Tres jóvenes fueron imputados por un intento de robo en un complejo habitacional en construcción del IPV en Pocito, ocurrido el pasado martes por la noche. Este jueves se conoció que accedieron a la suspensión de juicio a prueba por el plazo de un año, tras ser detenidos a pocos minutos del hecho luego de una persecución policial en la zona.
La causa, caratulada como “robo agravado por ser en poblado y en banda en grado de tentativa”, tiene como imputados a Alexander Jair Flores, Jeremías Lobo y Alexis Daniel Contreras, y es investigada por el fiscal Fernando Bonomo, con la asistencia de las fiscales ayudantes Lucía Escudero y Liliam Mari.
El hecho ocurrió el pasado martes, alrededor de las 20:30, en el predio de “Casa Activa del IPV”, ubicado sobre Calle 6, entre Lemos y Vidart. En ese lugar se construyen viviendas y el terreno cuenta con cierre perimetral y sereno.

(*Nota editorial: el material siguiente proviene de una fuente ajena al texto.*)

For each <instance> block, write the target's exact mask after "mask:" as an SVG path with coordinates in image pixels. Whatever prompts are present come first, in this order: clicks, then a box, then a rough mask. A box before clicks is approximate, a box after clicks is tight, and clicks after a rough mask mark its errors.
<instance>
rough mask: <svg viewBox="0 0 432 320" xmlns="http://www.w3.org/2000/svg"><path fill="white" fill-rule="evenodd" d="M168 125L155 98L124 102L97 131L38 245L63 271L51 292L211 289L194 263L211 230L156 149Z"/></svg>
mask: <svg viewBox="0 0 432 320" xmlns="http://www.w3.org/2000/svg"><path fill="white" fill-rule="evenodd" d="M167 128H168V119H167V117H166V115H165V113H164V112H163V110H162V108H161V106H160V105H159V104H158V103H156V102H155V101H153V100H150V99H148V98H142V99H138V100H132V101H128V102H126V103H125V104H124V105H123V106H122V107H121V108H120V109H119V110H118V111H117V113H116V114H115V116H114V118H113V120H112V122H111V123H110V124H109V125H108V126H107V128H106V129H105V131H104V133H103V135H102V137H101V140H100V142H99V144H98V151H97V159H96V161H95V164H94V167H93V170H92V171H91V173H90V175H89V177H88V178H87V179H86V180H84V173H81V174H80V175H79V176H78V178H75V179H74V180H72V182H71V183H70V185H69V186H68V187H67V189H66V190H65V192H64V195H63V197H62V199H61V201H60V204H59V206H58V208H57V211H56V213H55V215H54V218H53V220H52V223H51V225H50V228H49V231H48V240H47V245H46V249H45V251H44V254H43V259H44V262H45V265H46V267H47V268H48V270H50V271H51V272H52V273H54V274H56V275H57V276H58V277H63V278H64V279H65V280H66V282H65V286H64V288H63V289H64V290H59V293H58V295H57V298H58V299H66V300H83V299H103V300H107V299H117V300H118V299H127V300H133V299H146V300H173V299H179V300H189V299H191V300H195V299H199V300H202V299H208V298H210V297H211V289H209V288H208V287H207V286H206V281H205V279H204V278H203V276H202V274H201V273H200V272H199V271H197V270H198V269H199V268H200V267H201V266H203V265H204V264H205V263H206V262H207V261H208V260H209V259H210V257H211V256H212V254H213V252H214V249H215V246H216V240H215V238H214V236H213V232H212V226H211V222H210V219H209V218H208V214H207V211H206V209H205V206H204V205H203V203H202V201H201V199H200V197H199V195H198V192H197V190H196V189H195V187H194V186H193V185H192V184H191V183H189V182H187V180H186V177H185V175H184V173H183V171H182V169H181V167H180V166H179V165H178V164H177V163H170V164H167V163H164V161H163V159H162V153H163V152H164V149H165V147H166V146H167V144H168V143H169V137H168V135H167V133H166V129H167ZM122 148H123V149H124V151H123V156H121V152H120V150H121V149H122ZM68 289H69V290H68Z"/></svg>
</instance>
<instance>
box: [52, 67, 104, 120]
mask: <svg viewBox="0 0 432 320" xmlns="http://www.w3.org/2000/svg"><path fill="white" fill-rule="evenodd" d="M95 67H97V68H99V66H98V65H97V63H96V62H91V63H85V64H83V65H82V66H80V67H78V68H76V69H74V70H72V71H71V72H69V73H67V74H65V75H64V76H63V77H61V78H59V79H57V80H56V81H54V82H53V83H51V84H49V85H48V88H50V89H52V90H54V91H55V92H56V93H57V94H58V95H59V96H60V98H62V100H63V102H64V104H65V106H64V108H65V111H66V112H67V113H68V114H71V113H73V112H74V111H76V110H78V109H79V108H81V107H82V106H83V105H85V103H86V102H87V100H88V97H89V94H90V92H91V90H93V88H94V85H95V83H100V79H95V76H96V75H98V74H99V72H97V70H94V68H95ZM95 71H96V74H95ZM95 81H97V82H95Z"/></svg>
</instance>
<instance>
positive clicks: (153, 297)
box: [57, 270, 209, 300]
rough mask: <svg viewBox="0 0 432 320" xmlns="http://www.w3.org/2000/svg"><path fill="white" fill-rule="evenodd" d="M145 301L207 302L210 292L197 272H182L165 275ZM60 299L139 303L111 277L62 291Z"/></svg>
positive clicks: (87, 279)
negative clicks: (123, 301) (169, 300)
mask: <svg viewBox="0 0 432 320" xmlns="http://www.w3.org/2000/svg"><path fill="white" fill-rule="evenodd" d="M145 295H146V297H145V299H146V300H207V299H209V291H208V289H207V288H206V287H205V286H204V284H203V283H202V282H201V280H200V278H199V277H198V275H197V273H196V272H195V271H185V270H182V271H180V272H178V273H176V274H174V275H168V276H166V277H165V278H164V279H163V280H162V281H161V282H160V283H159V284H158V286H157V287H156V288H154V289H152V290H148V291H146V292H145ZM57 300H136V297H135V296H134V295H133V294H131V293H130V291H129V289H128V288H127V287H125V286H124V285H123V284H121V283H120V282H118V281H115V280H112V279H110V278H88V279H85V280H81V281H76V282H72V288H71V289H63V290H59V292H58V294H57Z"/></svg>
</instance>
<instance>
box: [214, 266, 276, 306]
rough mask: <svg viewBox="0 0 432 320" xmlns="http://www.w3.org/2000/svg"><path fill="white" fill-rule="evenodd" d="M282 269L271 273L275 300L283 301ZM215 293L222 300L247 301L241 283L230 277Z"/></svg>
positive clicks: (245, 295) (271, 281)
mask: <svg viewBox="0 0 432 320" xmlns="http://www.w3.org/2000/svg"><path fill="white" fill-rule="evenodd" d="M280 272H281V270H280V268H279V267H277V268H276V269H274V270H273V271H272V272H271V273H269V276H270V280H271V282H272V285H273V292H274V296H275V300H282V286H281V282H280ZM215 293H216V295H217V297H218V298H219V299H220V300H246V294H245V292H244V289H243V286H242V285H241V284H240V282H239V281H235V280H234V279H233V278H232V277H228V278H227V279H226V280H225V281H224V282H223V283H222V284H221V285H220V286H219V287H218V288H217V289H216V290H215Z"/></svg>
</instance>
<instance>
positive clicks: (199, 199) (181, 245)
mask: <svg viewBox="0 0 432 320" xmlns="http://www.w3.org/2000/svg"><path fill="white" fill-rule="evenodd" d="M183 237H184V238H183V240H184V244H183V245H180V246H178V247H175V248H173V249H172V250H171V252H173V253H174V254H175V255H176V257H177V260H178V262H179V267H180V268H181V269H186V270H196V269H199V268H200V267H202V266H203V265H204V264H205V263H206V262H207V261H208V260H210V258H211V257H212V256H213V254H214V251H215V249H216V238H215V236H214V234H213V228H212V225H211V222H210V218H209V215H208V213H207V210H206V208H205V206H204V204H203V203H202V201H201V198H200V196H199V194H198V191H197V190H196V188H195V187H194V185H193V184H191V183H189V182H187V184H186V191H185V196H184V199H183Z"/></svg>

De acuerdo a la investigación, los tres sospechosos llegaron al lugar vestidos con ropa oscura y permanecieron unos minutos en el ingreso. Luego, dos de ellos saltaron la reja perimetral, mientras el tercero se quedó en la vereda.
Ya en el interior, uno de los imputados logró vulnerar una segunda reja de protección y, utilizando la fuerza, arrancó un termotanque de 60 litros desde el exterior de una de las viviendas.
La maniobra fue advertida por una vecina que reside frente al predio, quien alertó a su pareja. El hombre salió en dirección al lugar y, al notar su presencia, los sospechosos abandonaron el artefacto a pocos metros y escaparon corriendo hacia el este por Calle 6.
Mientras el vecino los siguió a distancia, la mujer dio aviso al 911 y aportó características físicas y de vestimenta. Minutos después, efectivos policiales realizaron recorridas por la zona y lograron detener a dos de los jóvenes en el interior del barrio Teresa de Calcuta, a aproximadamente un kilómetro del lugar. El tercer implicado fue aprehendido en un descampado cercano al predio.
En tanto, se hizo presente personal de Criminalística, que intentó levantar huellas dactilares del termotanque, aunque sin resultados positivos.
Como parte del acuerdo de suspensión de juicio a prueba, los imputados deberán cumplir durante un año con reglas de conducta, entre ellas la prohibición de acercamiento a las víctimas en un radio de 200 metros y la abstención de realizar actos molestos. Además, realizarán 180 horas de trabajo no remunerado en un plazo de ocho meses y abonarán una reparación simbólica de 40.000 pesos en dos cuotas.